Learn drum construction using elk skin and sinew on a wood drum frame, as well as basic Northern West Coast First Nations design and painting techniques to embellish the drums created. Mike has made several thousand drums in his career, so you will see many techniques demonstrated in the creation of traditional northern hand drums. Returning students may choose to focus on paddlemaking, learning to carve, sand, paint and oil a 3’ to 6’ paddle using yellow cedar.

Skill Level: All levels

Tuition: $735

Lab Fee: $110, includes drum kit with elk skin, sinew, wood drum frame, paints, miscellaneous supplies, and use of tools and equipment in class. $85 if choosing to make a paddle. You may be asked to purchase and bring additional materials.

Materials List: Download here.

Enrollment limited to 10 students

Mike Dangeli (Nisga’a, Tlingit, Tsetsaut, Tsimshian) grew up in his people’s traditional territory in Southeast Alaska and Northern British Columbia. Mike is a renowned artist and carver. His work is collected and exhibited throughout North America and Europe. He is a singer, songwriter, and dancer. Mike and wife Mique’l lead the Git Hayetsk Dancers, an internationally renowned First Nations dance group based in Vancouver. He has carved more than 100 of the masks performed by their group.

California Native Plants: Contemporary & Traditional Medicinal Uses

Barbara Drake, Craig Torres, Daniel McCarthy, Abe Sanchez

July 1-2
Two-day session

Learn to preserve and use native plants from seasoned experts. Stroll through the campus meadow, next to ancient Cahuilla bedrock mortars, and learn about the plants surrounding you in an ethnobotany talk. Discover the secret lives of plants and seeds you usually look right past, including prickly pear cactus, white sage, elderberry, stinging nettle, pine sap and rose hips. Learn to use native plants to treat ailments, such as skin conditions, fight colds and flus and utilize teas and drinks for preventive medicine. You will get to make your own elderberry tube to store teas, medicine or offerings, make your own skin salves, herbal tea bags and other items. Visit Cahuilla rock art sites in Idyllwild to learn their meaning and the importance of their preservation. This workshop is dedicated to the instructors’ teacher, Katherine Siva Saubel, with deep gratitude.

Skill Level: All levels, teens may attend with a parent

Tuition: $285

Lab Fee: $35, includes materials, food, & field trip.
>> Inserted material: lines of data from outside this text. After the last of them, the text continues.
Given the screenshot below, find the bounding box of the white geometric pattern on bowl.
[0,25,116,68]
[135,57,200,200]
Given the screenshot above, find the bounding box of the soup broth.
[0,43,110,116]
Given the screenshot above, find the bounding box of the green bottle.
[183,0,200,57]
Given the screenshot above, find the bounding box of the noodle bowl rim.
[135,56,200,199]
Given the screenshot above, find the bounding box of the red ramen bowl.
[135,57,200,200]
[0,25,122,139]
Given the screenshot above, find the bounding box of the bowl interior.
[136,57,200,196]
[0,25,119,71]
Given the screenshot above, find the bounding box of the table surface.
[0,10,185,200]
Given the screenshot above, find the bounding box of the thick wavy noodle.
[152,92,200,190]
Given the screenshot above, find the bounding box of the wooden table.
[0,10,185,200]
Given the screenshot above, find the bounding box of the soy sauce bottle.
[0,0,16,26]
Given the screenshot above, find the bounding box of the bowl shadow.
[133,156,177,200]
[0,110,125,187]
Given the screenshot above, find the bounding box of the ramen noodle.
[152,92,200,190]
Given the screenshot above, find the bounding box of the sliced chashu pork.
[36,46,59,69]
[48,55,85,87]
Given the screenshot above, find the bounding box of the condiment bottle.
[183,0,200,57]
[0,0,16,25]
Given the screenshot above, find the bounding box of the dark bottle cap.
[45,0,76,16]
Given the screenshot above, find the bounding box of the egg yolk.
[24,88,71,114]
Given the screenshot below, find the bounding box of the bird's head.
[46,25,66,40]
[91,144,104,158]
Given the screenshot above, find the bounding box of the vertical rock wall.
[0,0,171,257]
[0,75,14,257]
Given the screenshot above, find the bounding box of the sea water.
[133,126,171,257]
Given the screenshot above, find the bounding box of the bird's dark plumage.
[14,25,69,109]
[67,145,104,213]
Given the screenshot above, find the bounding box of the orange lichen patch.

Enrollment limited to 20 students

Craig Torres (Tongva) is a member of the Traditional Council of Pimu and involved with the Ti’at Society, an organization focused on the revival of the traditional maritime culture of the Southern California coastal region and Southern Channel Islands. He is an artist, educator and consultant who works with schools, cultural and nature centers, museums, and government agencies. He has helped create cooking demonstrations and classes using native California plants for Preserving Our Heritage and Chia Café.

Barbara Drake (Tongva) is a tribal elder and culture keeper. Her program, Preserving Our Heritage, is a bank of native foods collected, preserved and processed for tribal elders. She is a member of the Mother Earth Clan, a group of Southern California Native American women educators who have taught extensively in museums, schools and tribal institutions. She is also a founding member of the Chia Café Collective.

Daniel McCarthy earned his BS and MS in anthropology from UC Riverside. For the past 40 years, he has worked at Anza-Borrego Desert State Park, Joshua Tree National Park and throughout Southern California compiling photographic inventories of rock art sites. He has worked with elders and traditional practitioners for more than 35 years and served as the Tribal Relations Program manager for the San Bernardino National Forest for 17 years. He is currently director, CRM Department, San Manuel Band of Mission Indians.

Abe Sanchez is active in the revival and preservation of indigenous arts and foods, with specialties in Southern California Native American basketry and California and Southwest native foods. He has worked with traditional Native American gatherers to learn methods and practices. Abe believes that by teaching people about ancient natural foods and preparations, he can help them make a difference in their health and the environment.